Overall, this warband is rich of lore and can make for an amazing narrative campaign. Its rules are not overpowered, but still competitive. It’s a fun warband, but you may not feel like playing elite vampires.
Pros and Cons of the Askurgan Trueblades Warband
+ Quick fighters
+ Strong attacks
– Few attacks
– Overall average Toughness
– No ranged abilities or attacks
Some thematic warbands for the Askurgan Trueblades
Just for fun here we present few thematic warbands, meant more for fun or narrative context than for competitive play. Note that in narrative play you need to complete a quest that allows you to recruit a Hero before being able to add him to your roster.
Out of the box: Askurgan Exemplar, 1 Askurgan Pariah, 1 Curseblood, 1 Ascetic with Howling Glaive, 1 Ascetic with Charnel Mace, 1 Acolyte with Throat-Taker, 2 Acolytes with Bonechilt Falchion.
How to buy a Askurgan Trueblades Warband
The Askurgan Trueblades were initially released in the quarterly box Bloodhunt, but they are now available in their own individual box.

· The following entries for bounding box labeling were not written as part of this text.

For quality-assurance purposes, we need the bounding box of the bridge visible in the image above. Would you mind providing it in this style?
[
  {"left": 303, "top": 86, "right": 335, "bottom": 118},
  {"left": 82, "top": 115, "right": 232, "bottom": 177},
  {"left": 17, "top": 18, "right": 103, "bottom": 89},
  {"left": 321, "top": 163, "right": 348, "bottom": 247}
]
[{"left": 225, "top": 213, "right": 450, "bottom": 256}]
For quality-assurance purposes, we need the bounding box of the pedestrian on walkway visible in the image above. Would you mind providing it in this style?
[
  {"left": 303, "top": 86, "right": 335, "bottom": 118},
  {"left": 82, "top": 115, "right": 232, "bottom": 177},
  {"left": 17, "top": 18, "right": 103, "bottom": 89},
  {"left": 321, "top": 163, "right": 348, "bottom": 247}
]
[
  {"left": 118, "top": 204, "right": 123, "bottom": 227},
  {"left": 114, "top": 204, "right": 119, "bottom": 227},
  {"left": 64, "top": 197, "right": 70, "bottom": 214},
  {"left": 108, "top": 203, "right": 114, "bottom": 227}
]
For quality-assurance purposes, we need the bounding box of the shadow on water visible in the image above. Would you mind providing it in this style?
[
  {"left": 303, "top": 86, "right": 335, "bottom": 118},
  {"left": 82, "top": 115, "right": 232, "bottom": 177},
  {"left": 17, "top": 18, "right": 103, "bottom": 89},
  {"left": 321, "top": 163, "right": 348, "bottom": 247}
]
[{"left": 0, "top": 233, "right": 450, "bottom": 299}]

A single sprue allows to assemble:
- 1 Askurgan Exemplar
- 1 Askurgan Pariah
- 1 Curseblood
- 2 Askergan Ascetics with either option of weapon
- 3 Askergan Acolytes with either option of weapon
Tips on painting a Askurgan Trueblades Warband for Warcry
The Askurgan Trueblades are vampires from the Soulblight Gravelords army, so you can use any previous colour scheme or guide you followed for your army if these are just an extension. If instead this is your first venture in the undead world, Warhammer Community has you covered with a guide on an Askurgan Exemplar, that you can use for all humanoid models, and a Curseblood.
If instead you want to try something with different techniques, including mixing oils and airbrush, Marco Frisoni from Not Just Mecha has got you covered.